Rachael Singh, Financial Director, 25 May 2009

A more politically acceptable carbon tax and trading scheme will help the UK reach its carbon emissions target.

A ‘hybrid’ carbon trading model, mixing global carbon taxes and global emission trading schemes, is the answer to achieving the UK’s target of reducing emissions by more than 30% to 2020, analysis by PricewaterhouseCoopers suggests.

In its white paper, Carbon taxes versus carbon trading: Pros, cons and the case for a hybrid model, PwC suggests a hybrid model allows the greatest flexibility for business and the economy to make use of the advantages of committing to making the UK a low-carbon economy.

It believes a hybrid model could be applied in Europe with only minor modifications to the existing European Emission Trading Scheme (ETS), which sets annual carbon emission allowances for certain industries and permits them to buy and sell surplus allowances with other companies.

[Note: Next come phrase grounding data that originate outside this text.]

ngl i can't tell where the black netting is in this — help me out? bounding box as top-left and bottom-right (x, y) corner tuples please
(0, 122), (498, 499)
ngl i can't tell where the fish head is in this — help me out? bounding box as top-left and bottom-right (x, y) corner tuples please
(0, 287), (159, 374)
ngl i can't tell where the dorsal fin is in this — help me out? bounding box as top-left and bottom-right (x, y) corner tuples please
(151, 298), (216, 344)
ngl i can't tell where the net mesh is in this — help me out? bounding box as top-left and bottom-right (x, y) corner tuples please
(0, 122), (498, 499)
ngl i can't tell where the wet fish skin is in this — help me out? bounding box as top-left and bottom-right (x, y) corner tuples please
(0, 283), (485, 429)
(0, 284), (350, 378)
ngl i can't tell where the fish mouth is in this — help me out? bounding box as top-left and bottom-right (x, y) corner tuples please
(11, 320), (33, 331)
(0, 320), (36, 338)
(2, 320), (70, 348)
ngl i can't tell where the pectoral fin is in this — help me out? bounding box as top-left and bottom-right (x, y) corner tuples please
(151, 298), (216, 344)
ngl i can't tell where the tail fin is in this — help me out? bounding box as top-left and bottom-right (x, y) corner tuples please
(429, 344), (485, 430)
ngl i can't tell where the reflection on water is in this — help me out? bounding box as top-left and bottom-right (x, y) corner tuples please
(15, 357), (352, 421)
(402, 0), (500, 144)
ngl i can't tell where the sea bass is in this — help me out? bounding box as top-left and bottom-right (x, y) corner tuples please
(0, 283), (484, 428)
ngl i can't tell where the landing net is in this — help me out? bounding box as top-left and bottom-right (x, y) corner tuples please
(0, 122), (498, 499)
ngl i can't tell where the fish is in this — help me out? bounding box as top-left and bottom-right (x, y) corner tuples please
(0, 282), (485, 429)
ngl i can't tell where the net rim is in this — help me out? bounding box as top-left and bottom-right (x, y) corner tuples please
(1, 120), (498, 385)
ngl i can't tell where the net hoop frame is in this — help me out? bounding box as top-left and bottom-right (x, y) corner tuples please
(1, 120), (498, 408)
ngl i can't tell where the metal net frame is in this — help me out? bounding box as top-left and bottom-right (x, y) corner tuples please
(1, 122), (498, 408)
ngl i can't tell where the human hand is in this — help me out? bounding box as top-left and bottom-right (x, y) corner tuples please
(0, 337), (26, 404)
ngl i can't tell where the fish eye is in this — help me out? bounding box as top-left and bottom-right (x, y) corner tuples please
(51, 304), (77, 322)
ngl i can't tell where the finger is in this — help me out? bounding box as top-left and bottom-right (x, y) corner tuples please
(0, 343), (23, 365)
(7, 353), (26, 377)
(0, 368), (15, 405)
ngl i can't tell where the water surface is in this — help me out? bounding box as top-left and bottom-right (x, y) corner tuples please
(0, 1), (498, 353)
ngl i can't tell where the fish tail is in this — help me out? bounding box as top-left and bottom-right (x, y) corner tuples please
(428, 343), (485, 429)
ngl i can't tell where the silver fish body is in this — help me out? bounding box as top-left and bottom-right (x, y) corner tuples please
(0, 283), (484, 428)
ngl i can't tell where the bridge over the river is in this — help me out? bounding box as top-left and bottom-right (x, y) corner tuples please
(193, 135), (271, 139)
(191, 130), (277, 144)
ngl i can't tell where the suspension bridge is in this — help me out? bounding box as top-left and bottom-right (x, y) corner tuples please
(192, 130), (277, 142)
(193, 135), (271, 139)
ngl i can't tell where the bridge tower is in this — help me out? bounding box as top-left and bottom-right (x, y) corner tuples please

The modifications would mean the ETS can be easily linked to US markets and, in the longer term, would pave the way for Indian, Chinese and Brazilian markets to join the scheme.

Setting out the argument for a hybrid plan, the PwC report outlines the advantages:
• Volatility of carbon prices would be reduced with the tax creating greater stability;
• It can be incorporated with minimal adoption by adding onto pre-existing tax structures;
• It can raise revenues for governments with reasonable predictability;
• It is more politically acceptable and could make it easier to obtain international agreement on a globally-linked trading scheme;
• Trading schemes can quantify emission targets with greater clarity; and
• Price flexibility can be incorporated in times of economic uncertainty and can be managed through banking and borrowing.

“A hybrid trading scheme with price ceilings and floors offers a potentially attractive balance of price flexibility and predictability that we think merits serious consideration by governments as a potential alternative to either pure trading, or pure tax solutions,” says PwC’s head of macroeconomics, John Hawksworth.